The Senate Judiciary Committee and Dr. Ford’s lawyers have now agreed to a hearing to go into her allegations. But even with emerging news that Kavanaugh may have sexually assaulted other women, the likelihood that this will result in a shelving of his nomination is far from certain. After all, Senate majority leader Mitch Mcconnell has spoken confidently of plowing through the judge’s confirmation to the Supreme Court. And this weekend, Judiciary Committee member Lindsay Graham indicated just how little consideration he’d give to Dr. Ford’s testimony—saying he can’t be expected to ruin a guy’s life based on an accusation.

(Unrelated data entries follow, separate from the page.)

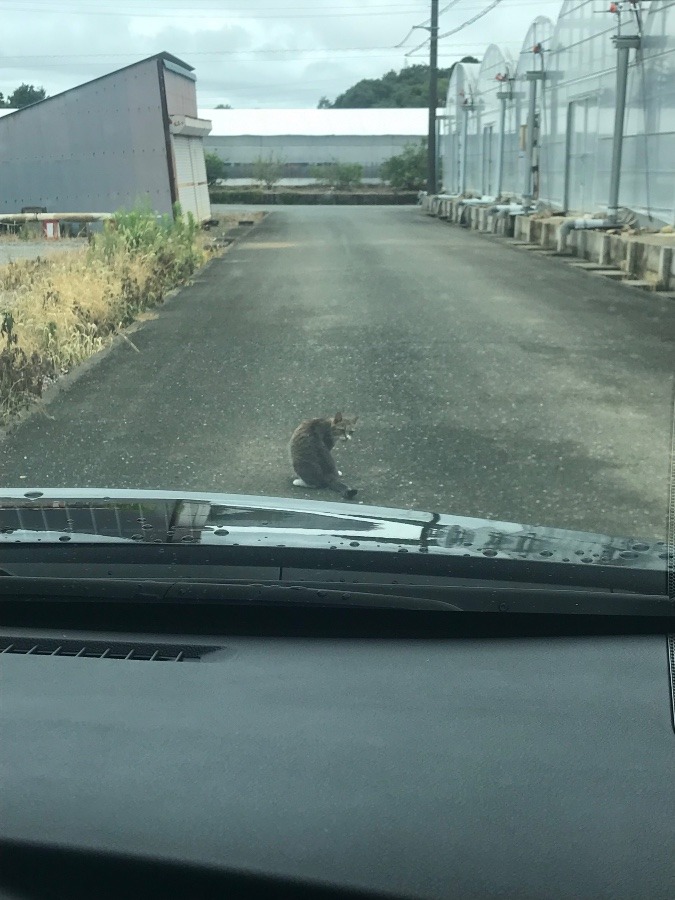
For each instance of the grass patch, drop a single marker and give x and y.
(56, 312)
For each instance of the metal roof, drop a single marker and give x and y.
(316, 122)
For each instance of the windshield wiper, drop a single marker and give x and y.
(448, 598)
(102, 590)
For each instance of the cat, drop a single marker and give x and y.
(310, 448)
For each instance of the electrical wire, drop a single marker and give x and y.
(468, 22)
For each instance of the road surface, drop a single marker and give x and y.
(488, 383)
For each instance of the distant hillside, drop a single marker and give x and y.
(407, 88)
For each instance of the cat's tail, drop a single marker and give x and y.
(342, 489)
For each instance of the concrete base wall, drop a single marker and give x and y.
(647, 259)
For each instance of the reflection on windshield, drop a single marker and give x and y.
(263, 522)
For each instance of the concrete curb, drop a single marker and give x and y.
(643, 261)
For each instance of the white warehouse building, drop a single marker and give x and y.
(302, 138)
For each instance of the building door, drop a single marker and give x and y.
(192, 188)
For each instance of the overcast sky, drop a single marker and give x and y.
(248, 53)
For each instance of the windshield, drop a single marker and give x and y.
(396, 257)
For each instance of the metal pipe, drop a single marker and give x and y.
(50, 217)
(623, 45)
(529, 144)
(477, 201)
(432, 185)
(503, 96)
(514, 209)
(533, 78)
(570, 225)
(462, 158)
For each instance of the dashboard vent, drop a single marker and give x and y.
(105, 649)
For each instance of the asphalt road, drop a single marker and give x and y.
(488, 383)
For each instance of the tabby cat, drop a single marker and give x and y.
(310, 448)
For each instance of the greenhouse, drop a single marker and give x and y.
(582, 121)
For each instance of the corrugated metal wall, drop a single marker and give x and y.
(575, 113)
(187, 150)
(299, 152)
(94, 148)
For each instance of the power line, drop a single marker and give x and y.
(468, 22)
(426, 22)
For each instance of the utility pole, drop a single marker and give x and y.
(433, 99)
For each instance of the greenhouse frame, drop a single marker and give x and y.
(543, 128)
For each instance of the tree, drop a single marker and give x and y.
(267, 171)
(340, 176)
(24, 96)
(408, 170)
(216, 168)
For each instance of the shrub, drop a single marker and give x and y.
(216, 168)
(267, 171)
(63, 309)
(408, 170)
(340, 176)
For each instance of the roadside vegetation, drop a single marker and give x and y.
(337, 175)
(407, 171)
(56, 312)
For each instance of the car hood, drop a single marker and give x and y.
(117, 516)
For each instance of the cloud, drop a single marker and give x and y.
(249, 53)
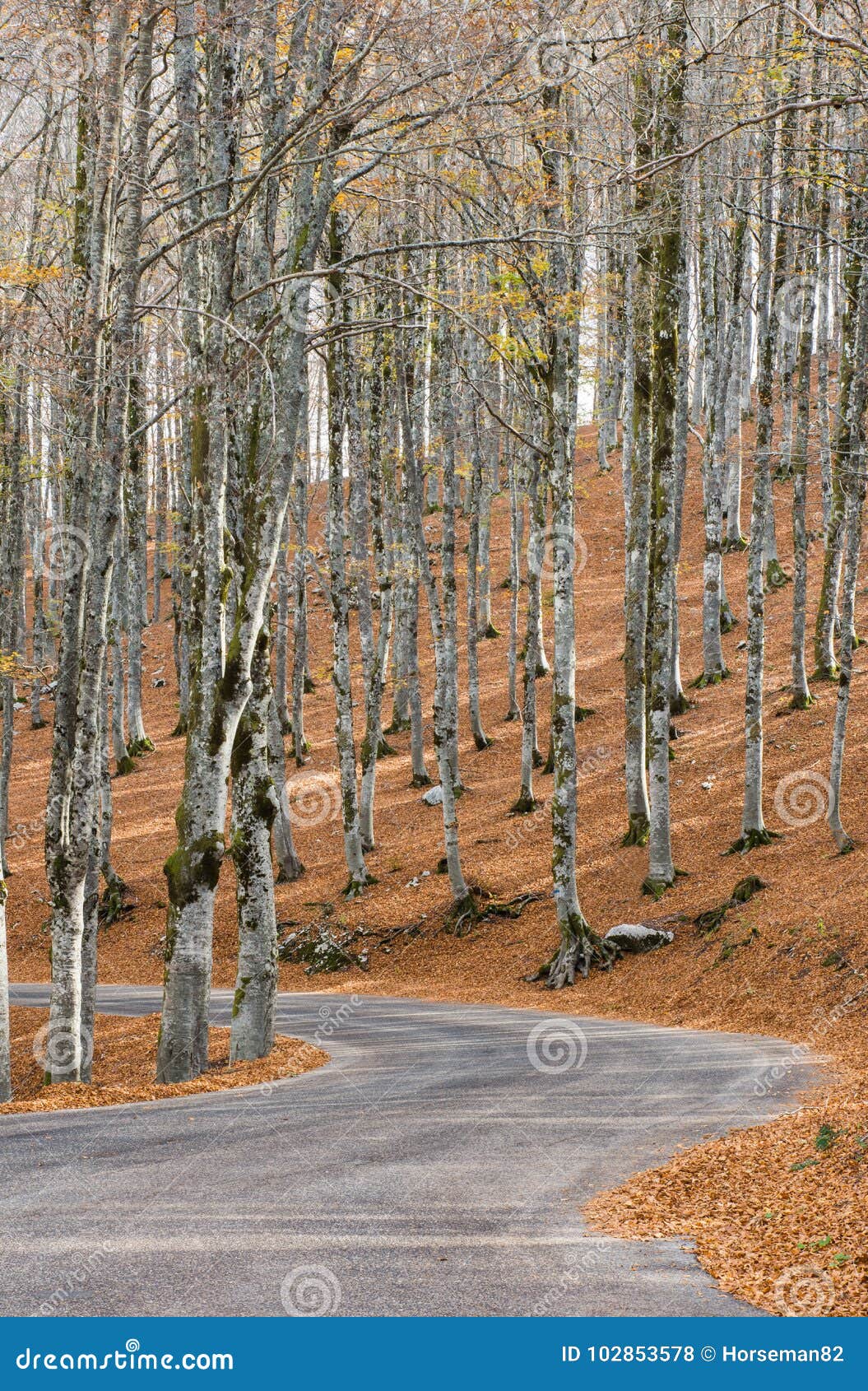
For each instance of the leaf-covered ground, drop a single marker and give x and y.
(791, 963)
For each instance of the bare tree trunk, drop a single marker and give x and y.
(253, 810)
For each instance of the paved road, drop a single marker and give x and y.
(436, 1166)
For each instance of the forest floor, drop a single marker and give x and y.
(791, 963)
(123, 1064)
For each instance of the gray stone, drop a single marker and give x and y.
(636, 937)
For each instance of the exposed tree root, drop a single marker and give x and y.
(745, 891)
(398, 727)
(775, 576)
(710, 679)
(638, 832)
(580, 949)
(117, 899)
(139, 746)
(828, 672)
(751, 840)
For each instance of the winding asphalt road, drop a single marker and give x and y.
(436, 1166)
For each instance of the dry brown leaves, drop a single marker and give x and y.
(124, 1054)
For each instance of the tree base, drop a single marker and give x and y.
(116, 900)
(657, 888)
(292, 874)
(638, 832)
(139, 746)
(398, 727)
(355, 888)
(580, 949)
(710, 679)
(751, 840)
(728, 619)
(803, 701)
(828, 672)
(462, 915)
(775, 576)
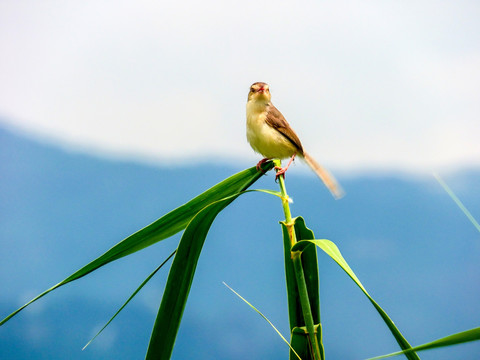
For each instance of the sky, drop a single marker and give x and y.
(366, 85)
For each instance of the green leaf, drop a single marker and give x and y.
(180, 280)
(164, 227)
(300, 341)
(455, 339)
(266, 319)
(332, 250)
(131, 297)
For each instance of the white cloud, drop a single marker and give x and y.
(377, 84)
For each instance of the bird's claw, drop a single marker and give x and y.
(260, 163)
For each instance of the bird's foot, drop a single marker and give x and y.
(281, 171)
(260, 163)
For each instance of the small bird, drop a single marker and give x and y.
(270, 135)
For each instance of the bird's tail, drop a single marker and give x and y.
(328, 179)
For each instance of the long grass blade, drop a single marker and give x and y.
(166, 226)
(332, 250)
(458, 202)
(265, 318)
(131, 297)
(180, 280)
(455, 339)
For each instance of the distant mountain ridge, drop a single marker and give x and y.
(407, 241)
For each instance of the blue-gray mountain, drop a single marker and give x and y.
(413, 249)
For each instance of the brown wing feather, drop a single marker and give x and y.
(276, 120)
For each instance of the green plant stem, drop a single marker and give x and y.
(318, 354)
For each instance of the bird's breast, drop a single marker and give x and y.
(263, 138)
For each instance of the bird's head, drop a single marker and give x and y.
(259, 92)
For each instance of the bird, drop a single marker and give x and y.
(270, 135)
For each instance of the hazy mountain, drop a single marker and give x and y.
(411, 246)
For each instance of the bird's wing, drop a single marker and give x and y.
(276, 120)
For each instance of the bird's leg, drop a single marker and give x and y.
(281, 171)
(260, 163)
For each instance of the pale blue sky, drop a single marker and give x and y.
(372, 84)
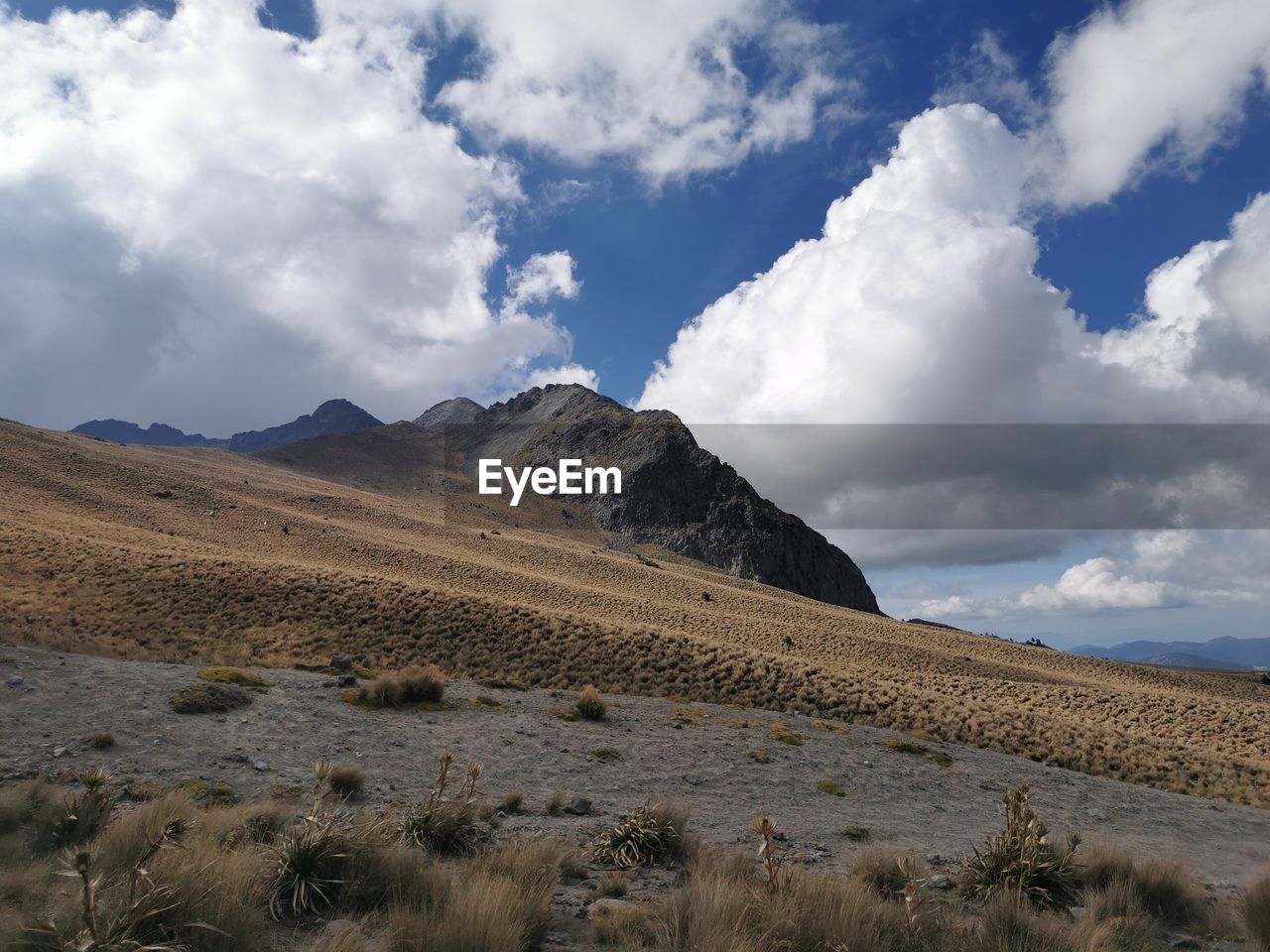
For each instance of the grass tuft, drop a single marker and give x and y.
(234, 675)
(208, 697)
(590, 706)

It’s plain that the pain Dr. Ford has suffered comes nowhere into the equation, and the myriad of dismissals that have sprouted in response to her allegations—it didn’t happen, all teenage boys attempt sexual assault, she didn’t report it immediately so it wasn’t that bad—serve to underscore some fundamental reasons for why that is. Our immediate default is not to trust women, despite the numbers showing how very many of them have suffered sexual violence and how minimal the cases of false claims are. But under that is a truer, more insidious belief: whatever horror has happened to women doesn’t really matter that much. Like childbirth and unequal wages, it seems wide swaths of society—even women themselveshave decided that the pain and injustice that comes with sexual assault is our lot in life and we shouldn’t make that much noise about it. It’s all just collateral damage to the ascension of a man, any man, who we’ve already decided to value more.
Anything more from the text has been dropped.